With only a handful of days to go before voters in Chicago's 46th Ward head back to the polls April 5 to select their candidate of choice in the aldermanic runoff battle between social worker James Cappleman and attorney Molly Phelan, messaging in the race has taken a turn for the negative.
Some community members have stepped forward and accused Phelan of employing homophobic undertones against her opponent, who is openly gay, in several campaign flyers distributed throughout the ward last week. At least one of the flyers criticized Cappleman's plan to address crime in the ward as consisting of "anger management classes and flowers," in addition to "planters, public art, decorative pedestrian lightposts and streetscaping." Phelan has repeated similar statements in several debates and in interviews with other media outlets in recent weeks.
Further problematic was a "push poll" call recently received by Daniel Layman, a writer who lives in the ward. Layman said the caller identified himself as associated with the Chicago Fraternal Order of Police ( FOP ) polling on behalf of the Phelan campaign. The caller reportedly asked, "Knowing that [ Cappleman's ] only crime agenda is to plant flowers and hang out on Halsted Street, would you vote for him or [ Phelan ] ?"

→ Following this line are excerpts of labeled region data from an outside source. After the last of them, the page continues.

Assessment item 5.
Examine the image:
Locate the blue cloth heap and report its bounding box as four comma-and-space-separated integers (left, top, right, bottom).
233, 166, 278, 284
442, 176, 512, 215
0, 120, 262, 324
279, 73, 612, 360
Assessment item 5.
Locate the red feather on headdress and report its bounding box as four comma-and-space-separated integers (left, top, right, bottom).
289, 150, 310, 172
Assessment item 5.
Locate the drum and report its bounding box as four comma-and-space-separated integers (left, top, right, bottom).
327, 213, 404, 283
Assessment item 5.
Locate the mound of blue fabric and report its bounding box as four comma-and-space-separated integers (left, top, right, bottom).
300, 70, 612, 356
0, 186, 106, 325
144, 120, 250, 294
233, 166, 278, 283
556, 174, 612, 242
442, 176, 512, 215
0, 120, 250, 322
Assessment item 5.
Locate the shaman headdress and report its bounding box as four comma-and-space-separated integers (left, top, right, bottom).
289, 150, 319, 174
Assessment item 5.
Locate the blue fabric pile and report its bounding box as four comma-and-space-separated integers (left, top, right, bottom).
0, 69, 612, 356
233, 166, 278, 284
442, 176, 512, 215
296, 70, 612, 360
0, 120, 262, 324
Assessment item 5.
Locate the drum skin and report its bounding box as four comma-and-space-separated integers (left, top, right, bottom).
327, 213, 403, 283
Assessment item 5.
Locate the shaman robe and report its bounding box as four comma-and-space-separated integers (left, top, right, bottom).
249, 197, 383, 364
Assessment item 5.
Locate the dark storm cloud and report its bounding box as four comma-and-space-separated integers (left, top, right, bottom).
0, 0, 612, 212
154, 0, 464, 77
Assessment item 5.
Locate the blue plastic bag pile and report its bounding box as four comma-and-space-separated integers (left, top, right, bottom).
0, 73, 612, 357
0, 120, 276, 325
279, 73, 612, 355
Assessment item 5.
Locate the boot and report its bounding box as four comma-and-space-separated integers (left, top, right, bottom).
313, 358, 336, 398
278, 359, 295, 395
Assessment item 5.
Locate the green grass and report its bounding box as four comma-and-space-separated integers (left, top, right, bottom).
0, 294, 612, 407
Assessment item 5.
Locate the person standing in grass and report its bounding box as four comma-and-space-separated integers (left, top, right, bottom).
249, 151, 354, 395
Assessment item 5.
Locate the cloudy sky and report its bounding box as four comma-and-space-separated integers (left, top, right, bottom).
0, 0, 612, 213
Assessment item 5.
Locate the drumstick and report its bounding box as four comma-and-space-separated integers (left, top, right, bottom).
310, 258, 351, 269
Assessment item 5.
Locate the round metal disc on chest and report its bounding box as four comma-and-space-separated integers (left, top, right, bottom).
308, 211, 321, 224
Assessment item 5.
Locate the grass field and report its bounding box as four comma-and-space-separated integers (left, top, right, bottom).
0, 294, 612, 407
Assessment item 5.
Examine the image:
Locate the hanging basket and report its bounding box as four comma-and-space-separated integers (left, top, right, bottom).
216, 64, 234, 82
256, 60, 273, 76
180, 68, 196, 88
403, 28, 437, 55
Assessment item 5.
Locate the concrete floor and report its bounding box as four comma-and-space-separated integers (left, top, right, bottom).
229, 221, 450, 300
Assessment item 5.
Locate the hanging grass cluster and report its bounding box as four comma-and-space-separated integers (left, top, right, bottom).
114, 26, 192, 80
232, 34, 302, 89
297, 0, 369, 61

Layman described both the campaign flyers and the phone call as offensive and has asked the Phelan campaign to disavow the messages.
"It's the subliminal stuff that's more insulting to me," Layman said. "If you want to want to lead a ward with a significant gay population, you'd best stay away from saying things like referring to candidates as weak and portraying them as not interested in anything but decorative objects and planting flowers."
A long-time gay activist in the city agreed and described the messages as "veiled homophobia" and comparable to Republican-led attacks on U.S. House of Representatives Minority Leader Nancy Pelosi's "San Francisco values" in 2008. The activist, who wished to remain anonymous, also pointed out Phelan used the somewhat contentious term "sexual preference" when referring to the city's LGBT community in the recent Truman College debate.
Cappleman's campaign said they hoped Phelan would publicly apologize for both the literature's tone and for the FOP call, whether or not they directly endorsed it.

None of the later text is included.